Compensation is Insufficient

Polish lawmakers passed a bill last month on compensation for businesses operating in areas of emergency. It includes people who run agritourism farms, as well as companies in the tourism and catering industries. Businesses will be entitled to 65% of their average monthly income for the three months preceding state of emergency, i.e. June, July, and August. A previous report recommended extending this support to 80%.

It was initially difficult for local business owners to accept government compensation because they believed it was inadequate. They demanded that the authorities payout 80% of all victims' compensation. In response to pressure from local residents and opposition, the government is now willing to pay more than originally planned.

The Compensation also discarded proposals for compensation of companies that transport tourists, run souvenir shops, and sell groceries, as well as support for companies in the entertainment and recreation sectors. Several festivals, including Three Cultures and Pop up City in Woldawa and Terspol, have been cancelled due to this ongoing crisis. This also didn't help the local economy.
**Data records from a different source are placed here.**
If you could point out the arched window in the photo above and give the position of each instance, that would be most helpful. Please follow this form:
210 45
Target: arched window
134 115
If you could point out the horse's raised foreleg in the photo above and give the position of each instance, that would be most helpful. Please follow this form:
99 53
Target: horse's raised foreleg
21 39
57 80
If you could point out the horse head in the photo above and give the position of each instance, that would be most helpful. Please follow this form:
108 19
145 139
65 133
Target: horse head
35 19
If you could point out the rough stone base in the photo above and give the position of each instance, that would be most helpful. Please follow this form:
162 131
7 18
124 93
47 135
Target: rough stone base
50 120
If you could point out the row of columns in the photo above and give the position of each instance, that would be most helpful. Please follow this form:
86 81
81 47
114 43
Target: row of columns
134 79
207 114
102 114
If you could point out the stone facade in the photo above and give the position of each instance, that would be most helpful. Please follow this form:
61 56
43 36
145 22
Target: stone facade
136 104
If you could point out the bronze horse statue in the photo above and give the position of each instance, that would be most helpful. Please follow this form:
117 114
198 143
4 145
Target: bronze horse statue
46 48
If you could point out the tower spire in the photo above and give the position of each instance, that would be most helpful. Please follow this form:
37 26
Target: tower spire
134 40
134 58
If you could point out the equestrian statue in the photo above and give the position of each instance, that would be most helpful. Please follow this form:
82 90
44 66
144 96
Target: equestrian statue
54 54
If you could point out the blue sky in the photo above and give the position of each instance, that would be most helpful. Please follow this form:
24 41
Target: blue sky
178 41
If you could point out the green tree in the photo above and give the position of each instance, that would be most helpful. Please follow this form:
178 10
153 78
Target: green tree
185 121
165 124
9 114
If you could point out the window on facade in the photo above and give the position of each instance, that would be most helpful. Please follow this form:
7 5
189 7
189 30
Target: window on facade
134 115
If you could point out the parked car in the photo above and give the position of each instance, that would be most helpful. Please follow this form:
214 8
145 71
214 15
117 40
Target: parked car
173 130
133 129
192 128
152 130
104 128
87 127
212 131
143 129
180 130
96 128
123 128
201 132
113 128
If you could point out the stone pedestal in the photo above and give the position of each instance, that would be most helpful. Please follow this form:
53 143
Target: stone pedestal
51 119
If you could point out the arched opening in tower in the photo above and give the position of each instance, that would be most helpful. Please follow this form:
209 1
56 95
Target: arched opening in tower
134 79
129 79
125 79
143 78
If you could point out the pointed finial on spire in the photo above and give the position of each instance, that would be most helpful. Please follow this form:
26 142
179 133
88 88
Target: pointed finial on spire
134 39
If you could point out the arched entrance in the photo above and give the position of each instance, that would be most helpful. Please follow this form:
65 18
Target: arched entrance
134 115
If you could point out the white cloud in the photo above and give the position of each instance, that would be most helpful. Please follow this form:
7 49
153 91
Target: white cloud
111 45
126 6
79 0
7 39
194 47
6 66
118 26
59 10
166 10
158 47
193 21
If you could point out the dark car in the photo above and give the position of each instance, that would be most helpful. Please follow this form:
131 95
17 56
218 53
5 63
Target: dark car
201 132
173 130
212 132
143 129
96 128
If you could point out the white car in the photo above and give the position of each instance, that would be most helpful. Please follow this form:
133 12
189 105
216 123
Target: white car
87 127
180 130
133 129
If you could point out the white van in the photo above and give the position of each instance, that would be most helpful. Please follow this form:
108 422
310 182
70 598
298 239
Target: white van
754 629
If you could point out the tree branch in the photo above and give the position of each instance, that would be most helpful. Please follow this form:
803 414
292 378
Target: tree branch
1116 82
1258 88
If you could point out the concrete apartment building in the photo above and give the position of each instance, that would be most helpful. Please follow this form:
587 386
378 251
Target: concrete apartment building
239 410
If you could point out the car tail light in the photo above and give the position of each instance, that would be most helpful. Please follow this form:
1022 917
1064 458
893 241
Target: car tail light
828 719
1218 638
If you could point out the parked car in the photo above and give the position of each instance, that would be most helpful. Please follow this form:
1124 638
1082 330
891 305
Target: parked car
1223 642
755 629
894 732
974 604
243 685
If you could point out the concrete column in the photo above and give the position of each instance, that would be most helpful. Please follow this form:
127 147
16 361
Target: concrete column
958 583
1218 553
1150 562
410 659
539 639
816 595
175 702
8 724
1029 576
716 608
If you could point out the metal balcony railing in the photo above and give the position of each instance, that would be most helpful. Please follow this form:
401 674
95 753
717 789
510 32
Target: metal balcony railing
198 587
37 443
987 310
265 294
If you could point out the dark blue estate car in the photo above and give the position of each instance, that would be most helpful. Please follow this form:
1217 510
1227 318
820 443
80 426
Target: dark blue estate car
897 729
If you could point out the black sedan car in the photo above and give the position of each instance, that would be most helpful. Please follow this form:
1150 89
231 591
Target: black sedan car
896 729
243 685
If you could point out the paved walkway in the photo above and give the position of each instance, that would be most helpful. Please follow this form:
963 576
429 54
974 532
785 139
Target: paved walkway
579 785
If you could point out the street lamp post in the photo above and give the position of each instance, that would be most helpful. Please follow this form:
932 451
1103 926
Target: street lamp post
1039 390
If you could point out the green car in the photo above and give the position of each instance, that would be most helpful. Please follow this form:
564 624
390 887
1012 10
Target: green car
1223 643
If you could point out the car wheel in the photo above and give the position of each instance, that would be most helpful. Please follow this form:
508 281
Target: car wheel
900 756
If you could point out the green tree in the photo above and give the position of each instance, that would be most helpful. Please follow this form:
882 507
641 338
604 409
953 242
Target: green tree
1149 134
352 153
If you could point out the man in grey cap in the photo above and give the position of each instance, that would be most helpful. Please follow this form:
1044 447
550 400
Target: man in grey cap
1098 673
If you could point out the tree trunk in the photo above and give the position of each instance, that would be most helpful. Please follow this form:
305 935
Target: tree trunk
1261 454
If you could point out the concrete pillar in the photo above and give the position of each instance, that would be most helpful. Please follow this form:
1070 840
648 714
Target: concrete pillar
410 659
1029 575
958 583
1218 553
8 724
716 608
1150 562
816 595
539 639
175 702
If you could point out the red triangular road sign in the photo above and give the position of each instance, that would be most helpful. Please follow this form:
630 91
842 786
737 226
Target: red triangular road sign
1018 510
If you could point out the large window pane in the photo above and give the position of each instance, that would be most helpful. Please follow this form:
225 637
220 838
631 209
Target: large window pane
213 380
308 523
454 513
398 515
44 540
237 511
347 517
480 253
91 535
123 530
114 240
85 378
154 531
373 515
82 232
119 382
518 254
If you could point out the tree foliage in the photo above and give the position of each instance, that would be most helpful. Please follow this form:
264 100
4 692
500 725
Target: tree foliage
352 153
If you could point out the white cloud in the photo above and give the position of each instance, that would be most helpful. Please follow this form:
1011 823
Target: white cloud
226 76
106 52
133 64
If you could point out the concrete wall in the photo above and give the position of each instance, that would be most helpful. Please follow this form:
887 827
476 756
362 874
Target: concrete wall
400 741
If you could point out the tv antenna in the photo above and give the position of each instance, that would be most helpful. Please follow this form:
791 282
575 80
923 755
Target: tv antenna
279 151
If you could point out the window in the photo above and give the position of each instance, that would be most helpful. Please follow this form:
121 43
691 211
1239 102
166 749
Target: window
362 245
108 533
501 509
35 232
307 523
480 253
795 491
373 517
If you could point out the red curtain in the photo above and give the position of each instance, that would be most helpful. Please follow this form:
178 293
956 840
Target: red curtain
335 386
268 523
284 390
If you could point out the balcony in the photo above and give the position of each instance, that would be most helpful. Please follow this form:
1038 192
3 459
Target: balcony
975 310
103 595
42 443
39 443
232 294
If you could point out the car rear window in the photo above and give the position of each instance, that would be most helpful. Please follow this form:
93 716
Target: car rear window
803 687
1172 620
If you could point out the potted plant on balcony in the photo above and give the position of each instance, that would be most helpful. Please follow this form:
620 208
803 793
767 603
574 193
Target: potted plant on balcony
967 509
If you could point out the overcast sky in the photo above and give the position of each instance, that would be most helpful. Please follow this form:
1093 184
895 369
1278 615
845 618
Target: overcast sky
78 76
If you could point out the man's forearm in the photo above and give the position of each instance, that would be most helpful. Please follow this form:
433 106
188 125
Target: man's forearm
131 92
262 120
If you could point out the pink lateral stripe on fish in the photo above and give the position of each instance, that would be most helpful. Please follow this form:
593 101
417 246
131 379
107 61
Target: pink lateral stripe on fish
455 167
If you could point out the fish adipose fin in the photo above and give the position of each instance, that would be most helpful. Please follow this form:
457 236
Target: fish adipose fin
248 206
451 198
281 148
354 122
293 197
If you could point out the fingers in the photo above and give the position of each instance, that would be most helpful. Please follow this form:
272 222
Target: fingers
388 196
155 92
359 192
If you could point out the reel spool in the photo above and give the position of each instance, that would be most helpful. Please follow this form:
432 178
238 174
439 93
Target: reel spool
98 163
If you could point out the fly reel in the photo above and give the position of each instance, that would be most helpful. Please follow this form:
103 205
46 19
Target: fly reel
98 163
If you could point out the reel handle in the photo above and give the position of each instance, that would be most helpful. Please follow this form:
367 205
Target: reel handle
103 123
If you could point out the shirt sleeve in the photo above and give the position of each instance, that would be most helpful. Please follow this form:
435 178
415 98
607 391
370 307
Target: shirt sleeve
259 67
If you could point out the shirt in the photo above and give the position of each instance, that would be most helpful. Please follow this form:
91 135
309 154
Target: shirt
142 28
The government is having a hard time compensating businesses in an emergency state

Business Is Hurt By Closed Borders

More than 80% of Belarusians are entering these local Polish villages for the purpose of grocery and shopping, so one can imagine the grave situation of the local border business. Over a third of the clients of local businesses are foreigners, and local governments on both sides of the border said that border trade and tourism were the most important factors of their economy.

It is estimated that Polish businesses earned more than 2 billion zlotys (Polish currency) from border trade with Belarus, according to Arkadiusz Malkowski. Belarusian citizens accounted for the majority of expenditures in the border area. Within a 50 kilometer radius of the border.

This border crisis has yet to be determined how long it will last, but its impact on the local Polish economy has been fairly significant. Residents expressed hope that the situation would improve sooner rather than later and believed tourists from Belarus would be able to visit their cities.